Almost everything foretold my ordinariness in a family of extraordinary beauties – my unspectacular horoscope, the positioning of the stars at the time of my birth, even the inauspicious start to my life.

“How could a child so… ordinary-looking possibly be mine?” my father is said to have exclaimed moments after my birth, a frown marring his extraordinarily handsome face.

“Donkey’s egg,” Grandmother said with uncharacteristic rudeness towards a son-in-law of the family. “Whoever heard of a newborn being beautiful?”

But this was exactly the excuse he was looking for. Our mother had died in childbirth minutes after delivering us twin girls. This, after she’d already burdened our father with an older daughter. Had any of us been born the right gender, with the consequent ability to take care of our father in his old age, this question of paternity would have never come up. With no son and no wife, he felt justified in discarding us and taking on a new life.

Grandmother stepped in after the abandonment, not that she had much of a choice; my father had no family. Who else would take on the headache of raising, and marrying off, three girls? Other than a grandmother, that is.
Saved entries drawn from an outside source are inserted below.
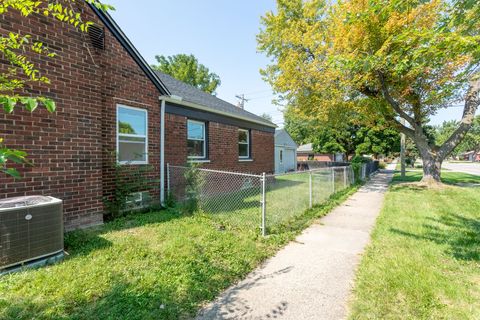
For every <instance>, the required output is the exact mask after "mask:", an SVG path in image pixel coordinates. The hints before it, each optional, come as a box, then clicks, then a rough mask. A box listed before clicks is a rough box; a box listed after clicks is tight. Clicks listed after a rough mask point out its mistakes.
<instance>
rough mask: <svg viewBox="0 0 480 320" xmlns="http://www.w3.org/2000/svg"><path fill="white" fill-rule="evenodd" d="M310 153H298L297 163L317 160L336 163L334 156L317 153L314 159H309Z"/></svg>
mask: <svg viewBox="0 0 480 320" xmlns="http://www.w3.org/2000/svg"><path fill="white" fill-rule="evenodd" d="M308 155H309V154H308V153H298V152H297V161H307V160H316V161H335V157H334V155H333V154H320V153H316V154H315V155H314V157H313V159H308Z"/></svg>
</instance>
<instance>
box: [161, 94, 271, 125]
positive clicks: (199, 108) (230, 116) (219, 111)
mask: <svg viewBox="0 0 480 320" xmlns="http://www.w3.org/2000/svg"><path fill="white" fill-rule="evenodd" d="M160 100H165V101H166V102H170V103H174V104H178V105H181V106H184V107H189V108H194V109H197V110H202V111H206V112H210V113H215V114H219V115H222V116H226V117H230V118H234V119H239V120H243V121H246V122H251V123H256V124H260V125H262V126H265V127H269V128H276V127H277V125H275V124H273V123H272V124H269V123H266V122H263V121H257V120H255V119H251V118H248V117H243V116H240V115H236V114H233V113H229V112H224V111H220V110H216V109H214V108H210V107H206V106H204V105H201V104H198V103H194V102H190V101H185V100H179V99H174V98H172V97H170V96H169V95H165V96H161V97H160Z"/></svg>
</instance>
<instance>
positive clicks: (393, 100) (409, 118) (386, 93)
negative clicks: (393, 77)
mask: <svg viewBox="0 0 480 320" xmlns="http://www.w3.org/2000/svg"><path fill="white" fill-rule="evenodd" d="M377 74H378V79H379V80H380V86H381V88H382V94H383V97H384V98H385V100H387V102H388V103H389V104H390V105H391V106H392V108H393V110H395V112H396V113H398V115H399V116H400V117H402V118H403V119H405V120H406V121H407V122H408V123H410V125H411V126H412V127H413V128H415V127H416V125H417V124H416V122H415V119H413V118H412V117H410V116H409V115H408V114H407V113H406V112H405V111H403V110H402V108H401V107H400V105H399V103H398V102H397V101H395V99H393V97H392V96H391V95H390V92H389V91H388V88H387V84H386V82H385V77H384V76H383V74H382V73H381V72H378V73H377Z"/></svg>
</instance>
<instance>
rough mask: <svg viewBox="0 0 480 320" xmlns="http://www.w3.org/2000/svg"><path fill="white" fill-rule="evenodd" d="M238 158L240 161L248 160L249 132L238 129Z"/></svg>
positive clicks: (249, 131)
mask: <svg viewBox="0 0 480 320" xmlns="http://www.w3.org/2000/svg"><path fill="white" fill-rule="evenodd" d="M238 157H239V158H240V159H248V158H250V131H249V130H245V129H238Z"/></svg>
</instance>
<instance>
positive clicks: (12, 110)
mask: <svg viewBox="0 0 480 320" xmlns="http://www.w3.org/2000/svg"><path fill="white" fill-rule="evenodd" d="M40 103H41V104H42V105H43V106H44V107H45V109H47V111H48V112H50V113H53V112H55V110H56V104H55V101H53V100H52V99H50V98H45V97H22V96H8V95H1V96H0V106H1V107H3V110H4V111H5V113H12V112H13V110H14V109H15V107H16V106H17V104H21V105H23V106H24V107H25V109H26V110H28V111H30V112H33V111H35V110H36V109H37V107H38V106H39V104H40Z"/></svg>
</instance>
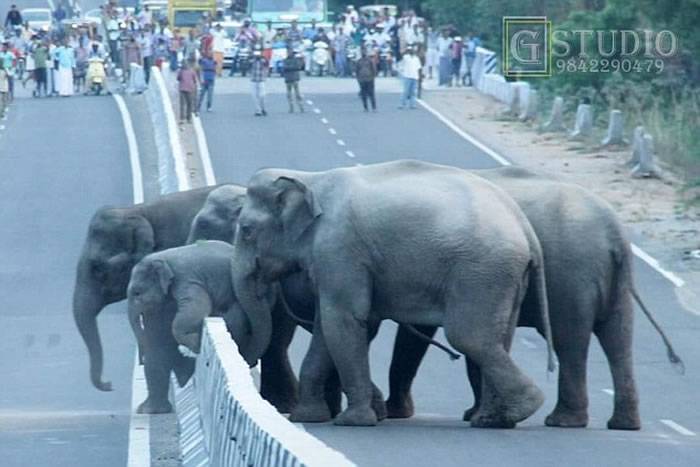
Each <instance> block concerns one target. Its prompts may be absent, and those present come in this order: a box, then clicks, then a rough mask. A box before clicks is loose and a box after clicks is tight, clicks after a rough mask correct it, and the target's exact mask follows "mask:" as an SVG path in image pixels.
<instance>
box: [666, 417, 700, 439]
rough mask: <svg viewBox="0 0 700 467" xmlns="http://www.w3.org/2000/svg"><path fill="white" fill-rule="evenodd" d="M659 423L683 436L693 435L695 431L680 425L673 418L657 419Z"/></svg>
mask: <svg viewBox="0 0 700 467" xmlns="http://www.w3.org/2000/svg"><path fill="white" fill-rule="evenodd" d="M659 421H660V422H661V423H663V424H664V425H666V426H667V427H669V428H670V429H672V430H673V431H675V432H677V433H680V434H682V435H683V436H695V432H693V431H690V430H689V429H687V428H686V427H684V426H683V425H680V424H678V423H676V422H674V421H673V420H668V419H661V420H659Z"/></svg>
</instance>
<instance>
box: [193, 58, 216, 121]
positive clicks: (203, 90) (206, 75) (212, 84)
mask: <svg viewBox="0 0 700 467" xmlns="http://www.w3.org/2000/svg"><path fill="white" fill-rule="evenodd" d="M217 65H218V64H217V63H216V62H215V61H214V59H213V58H212V57H210V56H207V55H205V56H204V57H202V59H201V60H200V61H199V69H200V71H201V77H200V81H201V83H202V87H201V88H200V91H199V101H198V102H197V113H199V112H200V109H201V108H202V102H203V101H204V96H205V94H206V96H207V112H211V103H212V99H213V98H214V82H215V81H216V72H217Z"/></svg>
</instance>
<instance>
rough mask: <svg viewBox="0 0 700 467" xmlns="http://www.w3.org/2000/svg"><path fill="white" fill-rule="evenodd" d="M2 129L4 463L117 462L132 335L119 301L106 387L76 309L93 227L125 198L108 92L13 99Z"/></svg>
mask: <svg viewBox="0 0 700 467" xmlns="http://www.w3.org/2000/svg"><path fill="white" fill-rule="evenodd" d="M2 125H4V126H5V129H4V130H2V131H0V161H1V162H2V166H3V174H2V179H1V181H0V219H2V223H3V227H2V229H0V257H1V258H2V265H1V266H0V288H1V293H0V355H2V358H0V375H1V377H2V383H1V384H0V465H2V466H3V467H20V466H27V465H36V466H89V465H100V466H120V467H122V466H124V465H125V464H126V459H127V442H128V428H129V419H130V406H131V375H132V370H133V362H134V360H133V359H134V340H133V337H132V336H131V331H130V329H129V326H128V323H127V320H126V318H125V307H124V305H123V304H117V305H113V306H110V307H107V308H106V309H105V310H104V311H103V312H102V314H101V315H100V318H99V325H100V329H101V330H102V338H103V343H104V345H105V348H106V349H107V350H106V359H105V377H106V379H110V380H112V381H113V383H114V387H115V391H113V392H110V393H102V392H99V391H97V390H96V389H94V388H93V387H92V385H91V384H90V381H89V378H88V361H87V354H86V351H85V346H84V344H83V342H82V340H81V338H80V336H79V335H78V332H77V330H76V327H75V324H74V323H73V317H72V312H71V297H72V293H73V283H74V277H75V267H76V263H77V258H78V255H79V252H80V248H81V245H82V242H83V240H84V237H85V234H86V232H87V226H88V222H89V220H90V217H91V216H92V214H93V212H94V211H95V209H97V208H99V207H100V206H102V205H105V204H111V205H122V204H131V203H132V188H131V173H130V168H129V155H128V151H127V143H126V137H125V133H124V129H123V127H122V125H121V119H120V116H119V112H118V110H117V106H116V105H115V102H114V100H113V99H112V98H109V97H104V98H83V97H74V98H69V99H58V98H57V99H41V100H35V99H18V100H17V103H16V105H14V106H13V108H12V111H11V112H10V115H9V119H8V120H7V121H5V122H2Z"/></svg>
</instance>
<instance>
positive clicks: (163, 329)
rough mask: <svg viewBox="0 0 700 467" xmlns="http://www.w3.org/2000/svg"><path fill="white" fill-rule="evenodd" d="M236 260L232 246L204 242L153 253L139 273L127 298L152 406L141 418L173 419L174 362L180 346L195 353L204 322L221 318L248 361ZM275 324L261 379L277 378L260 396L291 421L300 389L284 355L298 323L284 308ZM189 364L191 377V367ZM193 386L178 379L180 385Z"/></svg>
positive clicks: (139, 406) (128, 292)
mask: <svg viewBox="0 0 700 467" xmlns="http://www.w3.org/2000/svg"><path fill="white" fill-rule="evenodd" d="M232 256H233V246H231V245H230V244H229V243H225V242H222V241H215V240H214V241H201V240H200V241H197V242H196V243H194V244H192V245H187V246H183V247H179V248H171V249H169V250H165V251H160V252H158V253H153V254H151V255H149V256H147V257H145V258H144V259H143V260H141V262H139V263H138V264H137V265H136V266H135V267H134V270H133V271H132V273H131V281H130V282H129V288H128V291H127V295H128V302H129V320H130V322H131V327H132V329H133V330H134V334H135V335H136V339H137V341H138V343H139V349H140V351H141V355H142V356H143V358H144V366H145V368H144V369H145V374H146V383H147V386H148V399H146V401H145V402H144V403H142V404H141V405H140V406H139V408H138V412H139V413H167V412H170V411H172V407H171V406H170V403H169V402H168V388H169V382H170V379H169V378H170V371H171V369H173V368H174V366H173V359H174V356H177V355H179V353H178V351H177V346H178V344H181V345H184V346H186V347H187V348H189V349H190V350H191V351H192V352H195V353H198V352H199V349H200V344H201V338H202V323H203V320H204V318H206V317H207V316H210V315H219V316H223V317H224V319H225V321H226V324H227V327H228V329H229V332H230V333H231V335H232V337H233V339H234V340H235V341H236V344H237V346H238V348H239V349H240V351H241V354H242V355H246V354H247V353H249V352H248V350H247V347H248V346H249V345H250V333H249V330H250V324H249V321H248V319H247V317H246V315H245V314H244V312H243V311H242V310H241V309H240V308H239V306H238V302H237V300H236V297H235V295H234V291H233V287H232V281H231V258H232ZM273 323H274V326H275V333H274V335H273V337H272V340H273V343H272V344H271V345H270V348H269V349H268V350H267V352H266V353H265V354H264V355H263V357H262V373H263V375H266V373H271V374H274V375H275V378H270V377H269V376H268V377H266V378H265V380H267V381H268V382H267V383H266V384H264V385H263V388H262V391H261V392H262V395H263V397H264V398H265V399H267V400H268V401H269V402H270V403H271V404H272V405H274V406H275V407H276V408H277V409H278V410H279V411H280V412H286V413H288V412H290V411H291V409H292V408H293V407H294V405H295V404H296V402H297V384H298V383H297V380H296V377H295V376H294V373H293V372H292V368H291V365H290V363H289V359H288V357H287V353H286V349H287V347H288V346H289V344H290V342H291V340H292V338H293V336H294V323H293V322H292V320H291V318H289V316H287V315H286V313H285V312H284V309H283V308H282V304H281V303H280V304H279V306H276V307H275V311H274V313H273ZM142 324H143V325H142ZM188 360H189V361H190V363H191V365H192V370H193V369H194V362H193V360H192V359H188ZM249 363H250V364H251V365H252V364H255V362H252V361H251V362H249ZM191 374H192V371H190V372H189V375H191ZM188 378H189V376H188V377H187V378H179V379H178V381H179V383H180V385H184V384H185V383H186V382H187V379H188Z"/></svg>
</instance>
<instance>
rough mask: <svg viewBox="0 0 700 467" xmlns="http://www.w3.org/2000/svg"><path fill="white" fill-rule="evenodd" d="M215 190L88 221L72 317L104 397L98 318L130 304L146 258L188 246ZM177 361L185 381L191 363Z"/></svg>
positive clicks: (116, 209)
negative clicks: (138, 272) (137, 280)
mask: <svg viewBox="0 0 700 467" xmlns="http://www.w3.org/2000/svg"><path fill="white" fill-rule="evenodd" d="M214 188H215V187H207V188H203V189H196V190H190V191H187V192H182V193H174V194H171V195H165V196H163V197H161V198H159V199H158V200H157V201H154V202H151V203H143V204H137V205H134V206H129V207H104V208H101V209H99V210H98V211H97V212H96V213H95V214H94V216H93V217H92V219H91V221H90V226H89V228H88V232H87V237H86V239H85V242H84V244H83V248H82V252H81V254H80V258H79V260H78V266H77V271H76V280H75V289H74V292H73V316H74V319H75V323H76V325H77V327H78V330H79V332H80V335H81V336H82V338H83V340H84V341H85V344H86V346H87V349H88V352H89V356H90V379H91V381H92V384H93V385H94V386H95V387H96V388H97V389H99V390H101V391H110V390H111V389H112V385H111V383H110V382H107V381H102V367H103V352H102V343H101V341H100V334H99V330H98V327H97V315H98V314H99V313H100V311H102V309H103V308H104V307H105V306H107V305H109V304H110V303H115V302H118V301H121V300H123V299H125V298H126V287H127V284H128V283H129V276H130V273H131V268H132V267H133V266H134V265H135V264H136V263H138V262H139V261H140V260H141V259H142V258H143V257H144V256H146V255H147V254H150V253H152V252H154V251H159V250H163V249H166V248H171V247H175V246H181V245H183V244H184V243H185V240H186V239H187V235H188V234H189V230H190V225H191V222H192V219H193V218H194V216H195V215H196V214H197V212H198V211H199V210H200V208H201V207H202V205H203V203H204V201H205V199H206V197H207V196H208V194H209V192H210V191H211V190H213V189H214ZM174 358H175V362H176V363H177V365H176V366H175V368H174V369H175V371H176V374H177V376H178V378H179V379H180V380H181V381H182V379H185V380H186V379H187V377H188V376H187V374H188V373H191V371H192V365H191V362H189V363H188V362H187V360H184V359H181V358H177V357H174Z"/></svg>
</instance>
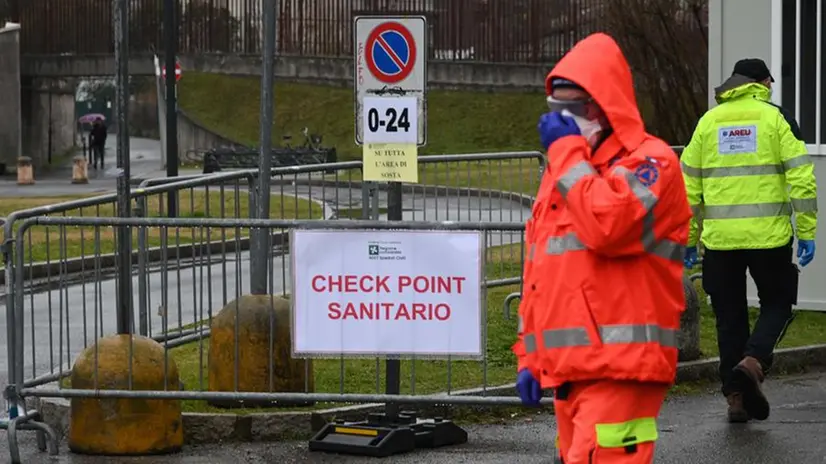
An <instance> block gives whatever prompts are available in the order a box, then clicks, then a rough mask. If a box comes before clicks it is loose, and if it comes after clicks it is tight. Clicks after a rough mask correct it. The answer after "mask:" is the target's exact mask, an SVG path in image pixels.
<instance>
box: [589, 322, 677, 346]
mask: <svg viewBox="0 0 826 464" xmlns="http://www.w3.org/2000/svg"><path fill="white" fill-rule="evenodd" d="M599 333H600V336H601V337H602V343H604V344H606V345H610V344H620V343H650V342H656V343H659V344H660V345H663V346H669V347H673V348H677V331H676V330H674V329H664V328H662V327H660V326H657V325H653V324H645V325H637V324H623V325H603V326H601V327H600V329H599Z"/></svg>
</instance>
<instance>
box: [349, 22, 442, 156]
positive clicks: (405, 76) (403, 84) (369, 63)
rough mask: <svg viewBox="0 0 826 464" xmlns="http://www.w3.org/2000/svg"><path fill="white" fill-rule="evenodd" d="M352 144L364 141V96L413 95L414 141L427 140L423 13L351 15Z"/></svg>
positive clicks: (367, 96) (382, 96)
mask: <svg viewBox="0 0 826 464" xmlns="http://www.w3.org/2000/svg"><path fill="white" fill-rule="evenodd" d="M354 30H355V37H354V40H355V46H354V47H353V49H354V52H355V60H354V62H355V79H354V83H355V84H354V87H355V89H354V90H355V109H356V114H355V116H356V118H355V126H356V127H355V129H356V144H357V145H362V144H364V143H365V139H364V137H365V132H366V131H365V127H366V126H365V124H364V122H365V120H364V118H363V117H362V115H363V114H364V110H363V108H362V107H363V105H364V99H365V98H366V97H414V98H415V99H416V116H417V117H416V124H415V125H413V126H411V127H412V128H413V129H414V130H415V133H416V135H417V138H416V143H417V144H418V145H420V146H421V145H425V144H426V143H427V117H426V104H425V97H426V89H427V57H428V50H427V45H428V43H427V34H426V32H427V23H426V20H425V18H424V16H380V17H379V16H357V17H356V18H355V27H354Z"/></svg>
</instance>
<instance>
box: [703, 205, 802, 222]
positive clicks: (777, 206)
mask: <svg viewBox="0 0 826 464" xmlns="http://www.w3.org/2000/svg"><path fill="white" fill-rule="evenodd" d="M703 213H704V215H705V219H746V218H758V217H775V216H789V215H791V214H792V205H791V204H790V203H754V204H747V205H705V207H704V208H703Z"/></svg>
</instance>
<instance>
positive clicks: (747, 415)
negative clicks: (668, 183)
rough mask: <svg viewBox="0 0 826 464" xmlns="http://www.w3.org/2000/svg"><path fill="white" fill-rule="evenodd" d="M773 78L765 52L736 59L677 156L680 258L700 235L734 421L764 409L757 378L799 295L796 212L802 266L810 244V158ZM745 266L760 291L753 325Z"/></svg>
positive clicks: (709, 294) (798, 240)
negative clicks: (704, 111) (680, 211)
mask: <svg viewBox="0 0 826 464" xmlns="http://www.w3.org/2000/svg"><path fill="white" fill-rule="evenodd" d="M772 82H774V79H773V78H772V76H771V73H770V72H769V69H768V67H767V66H766V64H765V63H764V62H763V61H762V60H759V59H744V60H740V61H738V62H737V64H736V65H735V66H734V72H733V73H732V76H731V77H730V78H729V79H728V80H727V81H726V82H724V83H723V84H722V85H721V86H720V87H717V88H716V89H715V98H716V100H717V103H719V105H718V106H717V107H715V108H713V109H711V110H709V111H708V112H707V113H706V114H705V115H703V117H702V118H701V119H700V121H699V123H698V124H697V128H696V129H695V131H694V134H693V136H692V137H691V142H690V143H689V144H688V146H687V147H686V149H685V151H684V152H683V154H682V157H681V165H682V169H683V177H684V179H685V185H686V191H687V194H688V201H689V204H691V207H692V210H693V211H694V219H693V220H692V223H691V233H690V235H689V239H688V248H687V251H686V258H685V265H686V267H691V266H692V265H693V264H694V263H696V261H697V242H698V239H699V241H701V242H702V244H703V248H704V249H705V254H704V258H703V288H704V290H705V291H706V293H707V294H708V295H709V296H710V297H711V304H712V307H713V308H714V314H715V316H716V318H717V340H718V342H717V343H718V346H719V349H720V380H721V382H722V391H723V394H724V395H725V396H726V399H727V401H728V405H729V409H728V416H729V421H731V422H745V421H748V420H749V419H750V418H754V419H758V420H764V419H766V418H767V417H768V416H769V403H768V401H767V400H766V397H765V396H764V395H763V393H762V391H761V383H762V382H763V379H764V376H765V373H766V372H767V371H768V369H769V368H770V367H771V364H772V353H773V351H774V348H775V347H776V345H777V343H778V342H779V340H780V339H781V338H782V336H783V333H784V332H785V330H786V328H787V327H788V324H789V323H790V322H791V320H792V315H793V313H792V306H793V305H794V304H796V303H797V285H798V283H797V279H798V272H799V271H798V268H797V266H796V265H795V264H794V263H793V261H792V242H793V237H794V235H795V230H793V227H792V220H791V215H792V213H794V216H795V220H794V223H795V226H796V227H795V228H796V235H797V239H798V249H797V257H798V258H799V263H800V265H801V266H806V265H807V264H809V262H811V260H812V259H813V258H814V253H815V232H816V228H817V185H816V181H815V174H814V165H813V164H812V160H811V159H810V158H809V156H808V154H807V150H806V144H805V142H804V141H803V137H802V136H801V134H800V128H799V127H798V125H797V122H796V121H795V120H794V118H793V117H792V116H791V115H789V114H788V113H787V112H786V111H785V110H783V109H782V108H780V107H779V106H776V105H774V104H772V103H771V102H770V100H769V99H770V97H771V84H772ZM700 224H702V235H701V236H698V235H699V229H700V227H699V226H700ZM747 269H748V271H749V273H750V274H751V276H752V278H753V279H754V283H755V285H756V286H757V291H758V295H759V298H760V316H759V318H758V319H757V323H756V324H755V326H754V330H753V332H751V334H750V333H749V331H750V330H749V329H750V327H749V316H748V303H747V298H746V270H747Z"/></svg>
My twin and I remained nameless for almost a year after our birth, a period of intense agonizing for Grandmother. She finally settled on Pullamma – twig girl – for me, the older twin. To bestow a fancier name would be to risk the wrath of the Gods, the current misfortunes being more than she could bear. She debated on Pichamma – mad girl – for my twin; the Gods must have been smiling on my sister because they intervened in the form of Grandmother’s mother-in-law. The old lady decreed that it was only proper that such a fair and pretty child be named after her. So my twin ended up being named Lata.

Fair-skinned Lata was as delicate as the creeper she was named for, while our older sister Malli, with her pinkish-white complexion, couldn’t be more flower-like if she tried.

All through childhood, I was teased mercilessly for my name. I was more a branch than a twig; a stump really, and the other children never let me forget it. They called me Nalla Pulla – black twig – for the colour of my skin. I swore when I had children of my own, I would give them the most beautiful names possible.



Ten years later I find myself in an ashram, the detritus of my life about me. I’m married, but not married; I’m a mother, but not a mother.

I sit at the feet of the Swami Chidananda.

Chidananda. Eternal bliss.

If I had been named differently, how might my life have turned out?